El 42,5% del electorado votaría en blanco, viciado o no decide

La elección general de 2026 se desarrolla en un escenario donde la multiplicación de candidaturas no se traduce en adhesiones, y donde la atención ciudadana se dispersa frente a mensajes que no logran diferenciarse ni generar confianza. La incertidumbre domina el ambiente y condiciona el comportamiento de los votantes, que se reparten entre la duda, el rechazo y una expectativa moderada.

En ese contexto, la competencia electoral no premia la visibilidad ni la trayectoria, sino la capacidad de romper la inercia de la indiferencia. La encuesta nacional de Datum Internacional para El Comercio confirma una característica central del proceso: el 42,5% del electorado votaría en blanco, viciado, por ninguno o todavía no define su preferencia.

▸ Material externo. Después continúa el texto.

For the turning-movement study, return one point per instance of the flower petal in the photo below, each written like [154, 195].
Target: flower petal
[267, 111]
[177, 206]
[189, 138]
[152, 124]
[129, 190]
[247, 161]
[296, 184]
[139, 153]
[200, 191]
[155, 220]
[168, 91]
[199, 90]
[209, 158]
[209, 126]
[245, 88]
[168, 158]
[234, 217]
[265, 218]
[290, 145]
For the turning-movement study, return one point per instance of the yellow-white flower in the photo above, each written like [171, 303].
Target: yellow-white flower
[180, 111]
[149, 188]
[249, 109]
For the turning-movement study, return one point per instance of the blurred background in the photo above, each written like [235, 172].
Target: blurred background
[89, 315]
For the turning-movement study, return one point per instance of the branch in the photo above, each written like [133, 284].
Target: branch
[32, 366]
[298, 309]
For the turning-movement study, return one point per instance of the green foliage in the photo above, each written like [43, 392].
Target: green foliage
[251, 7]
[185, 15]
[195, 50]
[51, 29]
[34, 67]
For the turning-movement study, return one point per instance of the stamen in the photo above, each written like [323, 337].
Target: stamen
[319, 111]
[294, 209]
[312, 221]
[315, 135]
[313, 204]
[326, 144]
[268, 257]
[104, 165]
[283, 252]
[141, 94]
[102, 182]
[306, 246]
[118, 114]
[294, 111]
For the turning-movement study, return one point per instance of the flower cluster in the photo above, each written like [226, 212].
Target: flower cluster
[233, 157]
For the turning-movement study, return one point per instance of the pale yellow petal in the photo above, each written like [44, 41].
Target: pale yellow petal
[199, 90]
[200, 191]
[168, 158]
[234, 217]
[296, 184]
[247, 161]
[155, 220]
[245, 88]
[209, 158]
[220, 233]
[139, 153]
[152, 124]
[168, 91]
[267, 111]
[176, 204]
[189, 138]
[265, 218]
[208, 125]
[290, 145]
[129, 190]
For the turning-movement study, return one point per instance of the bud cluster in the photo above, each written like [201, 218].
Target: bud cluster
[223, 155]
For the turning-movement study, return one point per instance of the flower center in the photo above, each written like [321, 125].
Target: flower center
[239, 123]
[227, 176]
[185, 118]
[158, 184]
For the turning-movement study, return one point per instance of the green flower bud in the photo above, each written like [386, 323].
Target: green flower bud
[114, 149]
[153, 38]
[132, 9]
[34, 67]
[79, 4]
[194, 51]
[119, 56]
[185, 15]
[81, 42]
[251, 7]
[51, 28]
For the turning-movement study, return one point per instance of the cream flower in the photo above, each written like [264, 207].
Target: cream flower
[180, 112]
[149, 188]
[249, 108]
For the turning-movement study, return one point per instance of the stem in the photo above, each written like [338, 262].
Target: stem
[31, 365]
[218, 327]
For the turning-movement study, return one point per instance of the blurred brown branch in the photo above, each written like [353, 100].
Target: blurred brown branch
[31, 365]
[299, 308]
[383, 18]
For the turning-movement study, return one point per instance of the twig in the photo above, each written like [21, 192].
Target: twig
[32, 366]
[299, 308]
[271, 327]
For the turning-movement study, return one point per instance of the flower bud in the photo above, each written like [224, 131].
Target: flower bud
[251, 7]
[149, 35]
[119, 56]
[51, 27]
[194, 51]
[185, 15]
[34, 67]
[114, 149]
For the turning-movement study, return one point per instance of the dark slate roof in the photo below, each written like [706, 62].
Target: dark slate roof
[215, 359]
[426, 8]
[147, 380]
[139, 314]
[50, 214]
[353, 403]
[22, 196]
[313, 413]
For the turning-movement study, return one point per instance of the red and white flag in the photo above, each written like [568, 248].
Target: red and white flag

A casi 60 días de las Elecciones Generales 2026, ese bloque supera a cualquier candidatura individual y se convierte en el actor decisivo de la contienda.El estudio también incorpora un componente emocional que resulta clave para entender el comportamiento electoral. Un 54% de los ciudadanos llega a la elección con malestar: 33% expresa rabia e indignación, mientras que 21% asume el voto como una obligación sin mayor expectativa.

Frente a ello, un 42% todavía conserva esperanza en que su opción resulte ganadora. Entre quienes optan por el “ninguno” o el voto blanco y viciado, predomina la percepción de corrupción generalizada y de intereses personales por encima del bien público. Ese diagnóstico explica por qué solo tres partidos —Fuerza Popular, Renovación Popular y Somos Perú— superan el 5% de intención de voto para el Senado Nacional, pese a la gran cantidad de organizaciones en competencia.